3. Selective Invalidation

Delete specific cache entries when access rules change:

# After revoking team membership:
Rails.cache.delete_matched("action_policy/**/teams/#{team.id}/**")

This requires knowing the key pattern used by Action Policy. Use it carefully, as cache key patterns can be brittle.

Per-Thread Memoization

Even with an external cache store, each request still creates multiple policy instances. The ThreadMemoized behaviour takes Layer 1 (per-instance memoization) further by sharing a single policy instance across all calls within the same thread:

# config/application.rb or an initializer
require "action_policy/behaviours/thread_memoized"
class ApplicationController < ActionController::Base
include ActionPolicy::Behaviours::ThreadMemoized
end

With ThreadMemoized, the first allowed_to?(:update?, product) call in a request builds and caches a policy object. Every subsequent call in that request (across different controllers, views, or helpers) reuses the same instance.
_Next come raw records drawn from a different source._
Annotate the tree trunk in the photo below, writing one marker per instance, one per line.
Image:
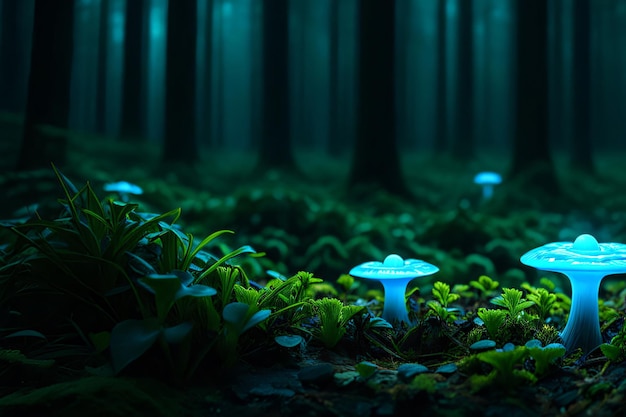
(103, 46)
(13, 44)
(276, 151)
(180, 141)
(334, 146)
(532, 164)
(47, 104)
(375, 161)
(581, 157)
(441, 128)
(464, 126)
(130, 128)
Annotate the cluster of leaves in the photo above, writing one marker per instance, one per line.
(130, 291)
(132, 287)
(512, 365)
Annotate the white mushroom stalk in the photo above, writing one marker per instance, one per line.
(395, 274)
(585, 262)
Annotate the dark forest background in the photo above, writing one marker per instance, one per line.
(411, 98)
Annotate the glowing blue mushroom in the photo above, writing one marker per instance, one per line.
(394, 273)
(585, 262)
(123, 189)
(487, 180)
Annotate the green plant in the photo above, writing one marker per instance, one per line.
(494, 321)
(485, 285)
(511, 299)
(109, 267)
(544, 302)
(615, 351)
(544, 356)
(333, 317)
(442, 299)
(507, 368)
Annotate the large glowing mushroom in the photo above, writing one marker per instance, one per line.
(585, 262)
(394, 273)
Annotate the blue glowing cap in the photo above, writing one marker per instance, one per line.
(123, 187)
(584, 254)
(394, 267)
(491, 178)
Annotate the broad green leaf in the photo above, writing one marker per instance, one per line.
(132, 338)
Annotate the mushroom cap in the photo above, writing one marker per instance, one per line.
(584, 254)
(487, 177)
(393, 267)
(123, 187)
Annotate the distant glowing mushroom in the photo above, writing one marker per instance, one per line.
(585, 262)
(123, 189)
(487, 180)
(394, 273)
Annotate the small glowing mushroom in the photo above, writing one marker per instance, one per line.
(123, 189)
(487, 180)
(585, 262)
(394, 273)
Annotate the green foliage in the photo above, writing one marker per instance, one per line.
(439, 307)
(509, 365)
(544, 356)
(134, 273)
(485, 285)
(441, 293)
(511, 299)
(616, 350)
(544, 302)
(494, 321)
(346, 282)
(333, 316)
(366, 369)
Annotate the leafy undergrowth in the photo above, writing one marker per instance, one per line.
(108, 308)
(102, 295)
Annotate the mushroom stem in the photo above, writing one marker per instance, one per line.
(487, 191)
(583, 325)
(394, 308)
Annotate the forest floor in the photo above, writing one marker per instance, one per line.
(318, 382)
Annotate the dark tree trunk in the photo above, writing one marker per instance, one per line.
(130, 128)
(218, 140)
(47, 104)
(207, 109)
(532, 164)
(180, 139)
(13, 43)
(581, 157)
(464, 127)
(101, 87)
(557, 75)
(375, 161)
(441, 128)
(334, 142)
(403, 55)
(276, 151)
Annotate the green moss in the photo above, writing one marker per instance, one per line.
(95, 396)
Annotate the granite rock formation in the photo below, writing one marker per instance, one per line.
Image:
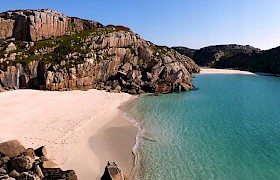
(35, 25)
(236, 57)
(112, 58)
(113, 172)
(18, 163)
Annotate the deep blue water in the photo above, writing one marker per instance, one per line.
(228, 129)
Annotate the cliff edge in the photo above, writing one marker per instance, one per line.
(85, 54)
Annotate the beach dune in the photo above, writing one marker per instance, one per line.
(81, 130)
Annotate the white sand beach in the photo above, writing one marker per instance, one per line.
(81, 130)
(223, 71)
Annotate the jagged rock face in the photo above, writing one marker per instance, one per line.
(116, 61)
(35, 25)
(237, 57)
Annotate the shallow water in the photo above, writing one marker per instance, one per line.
(227, 129)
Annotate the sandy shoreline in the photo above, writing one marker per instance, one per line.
(223, 71)
(81, 130)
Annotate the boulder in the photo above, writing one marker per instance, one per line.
(14, 174)
(3, 171)
(10, 47)
(41, 151)
(30, 152)
(48, 164)
(113, 172)
(21, 164)
(39, 171)
(26, 175)
(11, 148)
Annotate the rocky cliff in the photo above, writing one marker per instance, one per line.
(236, 57)
(35, 25)
(112, 58)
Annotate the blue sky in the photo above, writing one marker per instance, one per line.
(190, 23)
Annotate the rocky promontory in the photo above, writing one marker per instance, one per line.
(87, 55)
(234, 56)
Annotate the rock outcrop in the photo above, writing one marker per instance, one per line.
(113, 172)
(35, 25)
(112, 58)
(235, 57)
(16, 162)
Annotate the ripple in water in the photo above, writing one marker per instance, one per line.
(228, 129)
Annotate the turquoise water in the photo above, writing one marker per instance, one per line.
(227, 129)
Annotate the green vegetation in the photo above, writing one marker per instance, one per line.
(57, 49)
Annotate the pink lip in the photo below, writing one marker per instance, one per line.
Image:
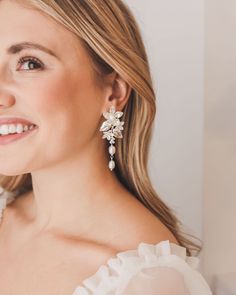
(6, 139)
(14, 121)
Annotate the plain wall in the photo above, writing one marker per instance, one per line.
(220, 139)
(173, 32)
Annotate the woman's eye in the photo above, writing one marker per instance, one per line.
(30, 63)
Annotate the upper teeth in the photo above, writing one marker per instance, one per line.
(14, 128)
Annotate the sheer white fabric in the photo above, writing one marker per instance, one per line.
(151, 269)
(160, 269)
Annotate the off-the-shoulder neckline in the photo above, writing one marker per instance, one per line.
(145, 254)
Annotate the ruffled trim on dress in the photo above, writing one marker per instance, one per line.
(129, 263)
(6, 198)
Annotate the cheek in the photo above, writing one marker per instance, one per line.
(68, 108)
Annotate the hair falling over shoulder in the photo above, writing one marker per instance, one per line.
(111, 36)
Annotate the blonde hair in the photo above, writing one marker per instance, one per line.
(110, 34)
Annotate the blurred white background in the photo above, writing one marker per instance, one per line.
(192, 52)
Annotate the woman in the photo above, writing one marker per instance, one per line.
(76, 114)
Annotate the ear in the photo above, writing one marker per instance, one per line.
(118, 92)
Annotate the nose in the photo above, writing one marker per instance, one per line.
(6, 100)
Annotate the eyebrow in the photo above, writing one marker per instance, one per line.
(16, 48)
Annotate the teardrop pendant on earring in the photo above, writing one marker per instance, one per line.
(112, 151)
(111, 129)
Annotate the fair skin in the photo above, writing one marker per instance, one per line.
(78, 214)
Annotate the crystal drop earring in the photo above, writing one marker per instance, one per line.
(111, 129)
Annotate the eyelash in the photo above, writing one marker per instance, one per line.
(31, 59)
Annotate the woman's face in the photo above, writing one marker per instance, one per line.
(56, 91)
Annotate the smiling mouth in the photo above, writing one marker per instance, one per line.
(10, 138)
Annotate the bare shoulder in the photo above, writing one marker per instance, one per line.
(132, 223)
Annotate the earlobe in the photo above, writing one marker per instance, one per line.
(120, 92)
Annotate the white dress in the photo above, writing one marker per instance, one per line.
(151, 269)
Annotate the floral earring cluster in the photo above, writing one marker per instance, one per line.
(111, 129)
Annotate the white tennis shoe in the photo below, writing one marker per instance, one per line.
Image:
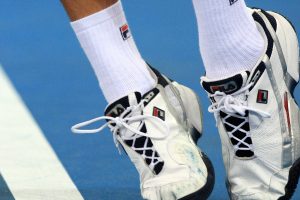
(258, 118)
(159, 132)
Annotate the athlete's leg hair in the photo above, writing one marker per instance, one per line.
(78, 9)
(103, 32)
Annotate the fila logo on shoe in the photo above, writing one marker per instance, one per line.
(232, 1)
(262, 96)
(125, 32)
(159, 113)
(116, 111)
(227, 87)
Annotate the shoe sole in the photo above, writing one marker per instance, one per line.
(206, 190)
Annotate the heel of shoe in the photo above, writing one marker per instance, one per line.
(290, 44)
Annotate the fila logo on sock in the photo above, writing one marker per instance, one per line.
(232, 1)
(262, 96)
(125, 32)
(159, 113)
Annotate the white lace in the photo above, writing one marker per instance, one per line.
(118, 125)
(230, 104)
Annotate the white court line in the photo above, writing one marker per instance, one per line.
(28, 164)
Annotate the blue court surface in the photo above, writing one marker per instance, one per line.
(42, 58)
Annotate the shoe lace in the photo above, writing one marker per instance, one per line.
(235, 105)
(119, 125)
(231, 104)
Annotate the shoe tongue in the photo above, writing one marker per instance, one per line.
(118, 107)
(227, 85)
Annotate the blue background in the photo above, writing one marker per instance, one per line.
(42, 57)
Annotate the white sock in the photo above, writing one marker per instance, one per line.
(106, 40)
(228, 37)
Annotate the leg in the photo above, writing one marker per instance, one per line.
(229, 39)
(104, 35)
(252, 64)
(78, 9)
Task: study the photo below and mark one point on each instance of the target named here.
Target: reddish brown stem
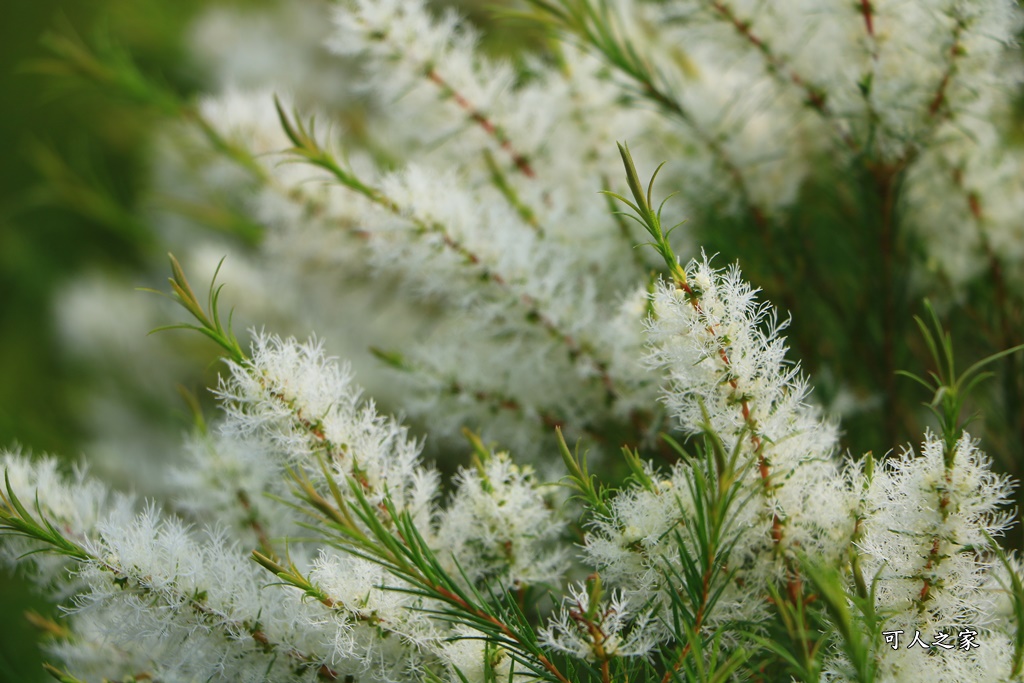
(485, 123)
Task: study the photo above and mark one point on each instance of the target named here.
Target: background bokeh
(58, 138)
(75, 164)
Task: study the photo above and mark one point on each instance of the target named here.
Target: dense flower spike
(470, 269)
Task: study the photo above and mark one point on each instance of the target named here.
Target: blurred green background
(64, 138)
(56, 138)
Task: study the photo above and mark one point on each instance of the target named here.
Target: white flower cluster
(465, 261)
(154, 594)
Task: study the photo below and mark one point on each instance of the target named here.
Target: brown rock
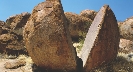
(126, 46)
(126, 29)
(77, 25)
(2, 31)
(47, 38)
(102, 40)
(88, 13)
(15, 25)
(14, 64)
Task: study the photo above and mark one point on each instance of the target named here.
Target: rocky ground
(24, 63)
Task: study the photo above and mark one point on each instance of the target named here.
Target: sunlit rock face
(47, 38)
(102, 40)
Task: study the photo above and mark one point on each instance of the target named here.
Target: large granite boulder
(88, 13)
(12, 34)
(77, 25)
(47, 38)
(126, 28)
(15, 24)
(102, 41)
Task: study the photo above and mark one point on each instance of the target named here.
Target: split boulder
(102, 41)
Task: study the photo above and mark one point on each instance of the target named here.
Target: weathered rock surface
(102, 40)
(14, 64)
(12, 33)
(126, 46)
(77, 25)
(2, 46)
(47, 38)
(126, 28)
(88, 13)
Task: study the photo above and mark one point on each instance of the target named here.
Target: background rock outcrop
(126, 46)
(88, 14)
(126, 28)
(47, 38)
(102, 41)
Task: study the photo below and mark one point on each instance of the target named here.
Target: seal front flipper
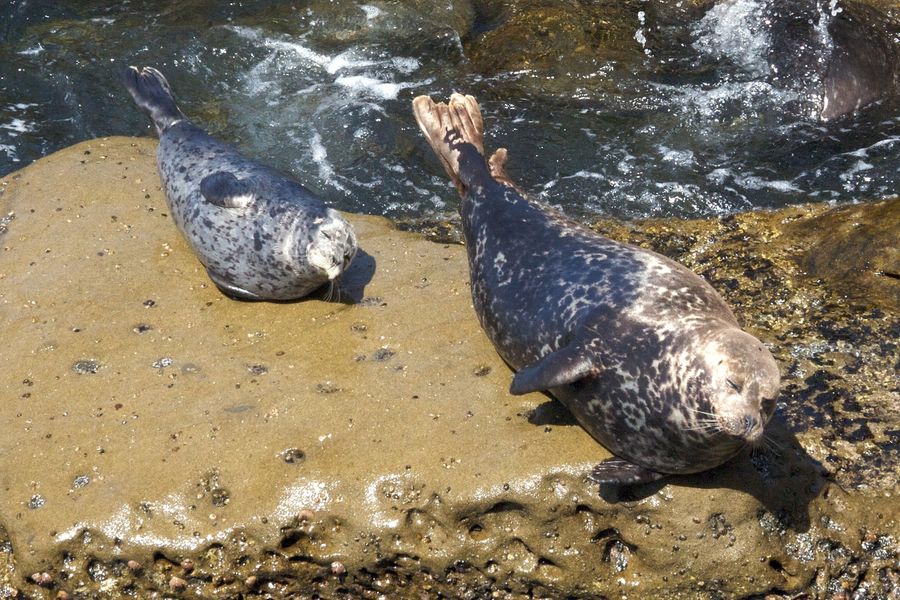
(227, 191)
(620, 471)
(566, 365)
(232, 290)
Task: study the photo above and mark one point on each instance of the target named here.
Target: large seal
(259, 233)
(642, 351)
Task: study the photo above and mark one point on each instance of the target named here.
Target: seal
(642, 351)
(260, 234)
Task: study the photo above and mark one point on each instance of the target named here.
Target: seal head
(643, 352)
(260, 234)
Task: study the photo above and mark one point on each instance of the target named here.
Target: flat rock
(160, 437)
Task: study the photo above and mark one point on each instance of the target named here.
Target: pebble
(338, 568)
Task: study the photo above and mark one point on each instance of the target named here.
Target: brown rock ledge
(159, 439)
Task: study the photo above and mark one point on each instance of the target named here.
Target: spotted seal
(259, 233)
(643, 352)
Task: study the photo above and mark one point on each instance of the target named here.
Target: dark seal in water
(642, 351)
(259, 233)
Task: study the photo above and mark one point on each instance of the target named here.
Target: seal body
(260, 234)
(643, 352)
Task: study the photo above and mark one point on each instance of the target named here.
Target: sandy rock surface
(158, 437)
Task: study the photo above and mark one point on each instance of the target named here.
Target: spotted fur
(644, 353)
(259, 233)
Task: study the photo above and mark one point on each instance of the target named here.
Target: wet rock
(557, 38)
(427, 481)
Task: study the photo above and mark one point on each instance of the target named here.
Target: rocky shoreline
(165, 441)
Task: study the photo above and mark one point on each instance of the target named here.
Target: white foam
(736, 30)
(33, 51)
(754, 182)
(363, 84)
(681, 158)
(10, 152)
(371, 11)
(18, 126)
(320, 157)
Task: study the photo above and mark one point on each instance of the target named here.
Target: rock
(557, 38)
(420, 475)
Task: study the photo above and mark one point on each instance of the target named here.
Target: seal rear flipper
(152, 94)
(455, 131)
(566, 365)
(227, 191)
(619, 471)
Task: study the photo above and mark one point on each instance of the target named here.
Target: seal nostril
(749, 423)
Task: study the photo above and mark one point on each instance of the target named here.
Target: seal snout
(333, 246)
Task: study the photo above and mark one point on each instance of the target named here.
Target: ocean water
(690, 123)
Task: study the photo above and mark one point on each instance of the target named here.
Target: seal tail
(152, 94)
(455, 131)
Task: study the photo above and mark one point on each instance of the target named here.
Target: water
(687, 120)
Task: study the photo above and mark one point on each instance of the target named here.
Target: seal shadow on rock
(643, 352)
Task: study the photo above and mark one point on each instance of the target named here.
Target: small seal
(643, 352)
(259, 233)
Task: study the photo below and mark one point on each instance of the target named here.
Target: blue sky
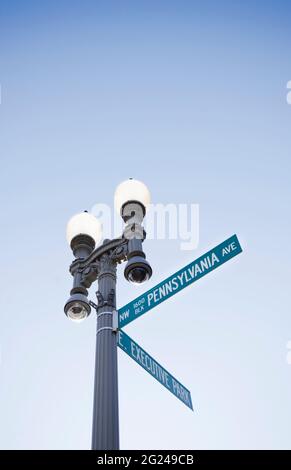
(189, 97)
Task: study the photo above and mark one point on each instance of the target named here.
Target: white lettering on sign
(228, 249)
(148, 363)
(183, 278)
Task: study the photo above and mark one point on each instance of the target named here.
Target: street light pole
(91, 264)
(105, 432)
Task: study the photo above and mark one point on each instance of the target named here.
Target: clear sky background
(190, 97)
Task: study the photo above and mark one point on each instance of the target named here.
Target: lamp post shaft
(105, 432)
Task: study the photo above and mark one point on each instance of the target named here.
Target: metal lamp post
(91, 264)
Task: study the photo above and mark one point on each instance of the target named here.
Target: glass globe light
(84, 224)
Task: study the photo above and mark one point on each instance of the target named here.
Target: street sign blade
(146, 361)
(178, 281)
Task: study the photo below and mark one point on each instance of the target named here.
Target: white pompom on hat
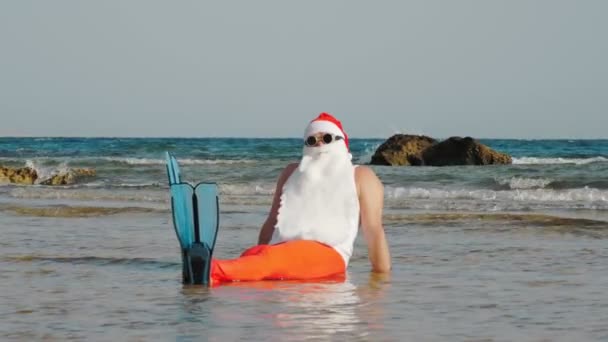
(326, 123)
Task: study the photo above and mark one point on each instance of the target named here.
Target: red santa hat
(326, 123)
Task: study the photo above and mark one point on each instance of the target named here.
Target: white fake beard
(319, 196)
(323, 162)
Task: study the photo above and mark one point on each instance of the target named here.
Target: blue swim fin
(195, 213)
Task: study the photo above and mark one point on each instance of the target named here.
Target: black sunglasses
(327, 138)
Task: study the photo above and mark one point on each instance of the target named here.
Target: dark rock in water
(24, 175)
(69, 177)
(402, 149)
(463, 151)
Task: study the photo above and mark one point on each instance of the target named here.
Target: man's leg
(297, 260)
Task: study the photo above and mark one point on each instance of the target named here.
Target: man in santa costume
(318, 206)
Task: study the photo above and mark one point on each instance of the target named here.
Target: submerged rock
(418, 150)
(24, 175)
(70, 177)
(402, 149)
(463, 151)
(29, 176)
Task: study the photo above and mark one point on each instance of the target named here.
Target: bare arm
(371, 201)
(271, 221)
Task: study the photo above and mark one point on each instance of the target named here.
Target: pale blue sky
(518, 69)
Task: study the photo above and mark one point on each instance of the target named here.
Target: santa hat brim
(322, 126)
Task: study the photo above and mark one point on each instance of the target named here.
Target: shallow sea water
(117, 277)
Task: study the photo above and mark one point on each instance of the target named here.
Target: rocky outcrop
(463, 151)
(402, 149)
(24, 175)
(421, 150)
(70, 177)
(28, 176)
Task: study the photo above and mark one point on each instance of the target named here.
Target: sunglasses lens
(311, 140)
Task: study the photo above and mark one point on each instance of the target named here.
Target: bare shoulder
(364, 174)
(366, 179)
(287, 171)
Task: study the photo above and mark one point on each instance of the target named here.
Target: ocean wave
(505, 223)
(587, 195)
(149, 192)
(524, 183)
(86, 194)
(68, 160)
(151, 161)
(543, 161)
(74, 211)
(92, 260)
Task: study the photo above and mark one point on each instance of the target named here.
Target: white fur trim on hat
(322, 126)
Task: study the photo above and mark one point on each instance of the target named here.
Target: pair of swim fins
(195, 211)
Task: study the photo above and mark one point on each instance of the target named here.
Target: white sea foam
(577, 161)
(150, 161)
(522, 195)
(524, 183)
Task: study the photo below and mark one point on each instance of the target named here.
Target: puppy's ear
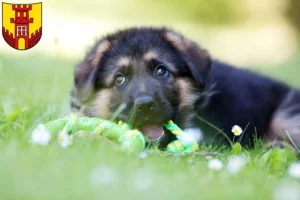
(85, 72)
(197, 60)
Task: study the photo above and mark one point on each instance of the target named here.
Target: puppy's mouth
(152, 132)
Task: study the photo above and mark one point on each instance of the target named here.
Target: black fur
(226, 95)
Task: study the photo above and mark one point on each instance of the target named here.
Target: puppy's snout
(144, 104)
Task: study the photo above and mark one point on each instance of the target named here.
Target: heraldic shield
(22, 24)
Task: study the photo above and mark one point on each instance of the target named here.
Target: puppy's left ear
(197, 59)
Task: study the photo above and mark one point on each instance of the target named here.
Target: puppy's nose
(144, 104)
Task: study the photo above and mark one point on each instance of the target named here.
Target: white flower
(190, 136)
(294, 170)
(236, 163)
(236, 130)
(64, 139)
(40, 135)
(215, 164)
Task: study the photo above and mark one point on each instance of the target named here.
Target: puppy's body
(246, 99)
(156, 74)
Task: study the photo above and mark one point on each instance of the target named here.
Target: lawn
(34, 89)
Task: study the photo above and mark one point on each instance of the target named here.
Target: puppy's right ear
(197, 59)
(85, 72)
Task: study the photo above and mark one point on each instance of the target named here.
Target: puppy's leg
(285, 125)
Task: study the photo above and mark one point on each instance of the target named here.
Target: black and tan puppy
(145, 76)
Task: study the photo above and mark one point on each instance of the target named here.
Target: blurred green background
(248, 33)
(34, 88)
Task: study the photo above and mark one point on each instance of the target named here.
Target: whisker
(117, 112)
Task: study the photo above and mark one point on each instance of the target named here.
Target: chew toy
(122, 133)
(181, 145)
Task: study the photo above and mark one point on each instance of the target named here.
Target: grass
(34, 89)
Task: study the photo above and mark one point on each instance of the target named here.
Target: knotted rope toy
(122, 133)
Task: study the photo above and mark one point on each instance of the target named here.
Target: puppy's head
(143, 76)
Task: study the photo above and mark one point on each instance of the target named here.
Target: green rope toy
(130, 139)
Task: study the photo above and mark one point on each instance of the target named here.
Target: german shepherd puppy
(148, 75)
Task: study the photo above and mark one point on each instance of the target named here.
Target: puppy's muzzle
(144, 105)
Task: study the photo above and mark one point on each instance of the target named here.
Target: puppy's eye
(161, 71)
(120, 79)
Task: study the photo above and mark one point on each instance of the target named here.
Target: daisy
(41, 135)
(64, 139)
(237, 130)
(215, 164)
(294, 170)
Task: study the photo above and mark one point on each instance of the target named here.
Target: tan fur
(186, 99)
(178, 41)
(100, 105)
(101, 49)
(150, 55)
(123, 61)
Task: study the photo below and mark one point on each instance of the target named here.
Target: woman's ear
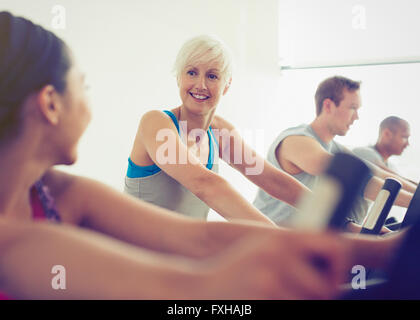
(228, 83)
(49, 104)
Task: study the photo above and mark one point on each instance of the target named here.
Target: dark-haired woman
(43, 113)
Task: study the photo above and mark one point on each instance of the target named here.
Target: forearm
(284, 187)
(375, 185)
(217, 235)
(381, 173)
(221, 197)
(95, 267)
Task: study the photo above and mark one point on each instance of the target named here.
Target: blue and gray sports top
(152, 184)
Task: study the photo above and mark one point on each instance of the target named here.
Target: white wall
(127, 49)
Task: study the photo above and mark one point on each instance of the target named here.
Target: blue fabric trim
(174, 119)
(135, 171)
(210, 160)
(217, 143)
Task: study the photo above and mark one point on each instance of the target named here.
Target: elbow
(208, 186)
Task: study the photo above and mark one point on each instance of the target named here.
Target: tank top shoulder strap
(173, 117)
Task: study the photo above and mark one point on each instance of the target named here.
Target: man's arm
(309, 156)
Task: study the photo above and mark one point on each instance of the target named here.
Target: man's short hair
(392, 123)
(333, 88)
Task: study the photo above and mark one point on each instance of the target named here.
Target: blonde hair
(203, 49)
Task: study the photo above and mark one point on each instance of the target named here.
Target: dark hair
(333, 88)
(30, 58)
(392, 123)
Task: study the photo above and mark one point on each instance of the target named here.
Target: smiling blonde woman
(185, 179)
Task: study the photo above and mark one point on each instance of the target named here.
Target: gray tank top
(164, 191)
(279, 211)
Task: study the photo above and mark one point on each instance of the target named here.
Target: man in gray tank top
(304, 151)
Clean up at the end of each request to avoid leaking between requests:

class ApplicationController < ActionController::Base
include ActionPolicy::Behaviours::ThreadMemoized
after_action { ActionPolicy::PerThreadCache.clear_all }
end

Overriding cache_namespace

The default namespace is "action_policy". Override it per-policy for fine-grained control:

class ProductPolicy < ApplicationPolicy
def cache_namespace
# Include the app version to bust cache on deploy
"store/v#{Rails.application.config.version}"
end
end

Custom cache_key on Models

If your model’s default cache_key doesn’t capture all the fields that affect authorization, define a custom one:

class User < ApplicationRecord
# Include role in the cache key so role changes bust policy caches
def policy_cache_key
"users/#{id}-#{role}-#{updated_at.to_i}"
end
end

Action Policy checks for policy_cache_key first, then falls back to cache_key, then id, then object_id.

Summary

LayerScopeMechanismWhen to use
Instance memoizationPer-request, per-recordBehaviours::MemoizedAlways (default)
Rule memoizationPer-request, per-instanceCachedApplyAlways (default)
Persistent cacheCross-request, in-memorycache :rule?Single-server apps
Persistent cacheCross-request, sharedcache :rule? + external storeMulti-server production
Thread memoizationPer-request, across instancesBehaviours::ThreadMemoizedHigh-frequency policy calls

Start with the defaults and add cache :rule? declarations as you identify hot paths. Reach for external stores and thread memoization only when profiling confirms you need them.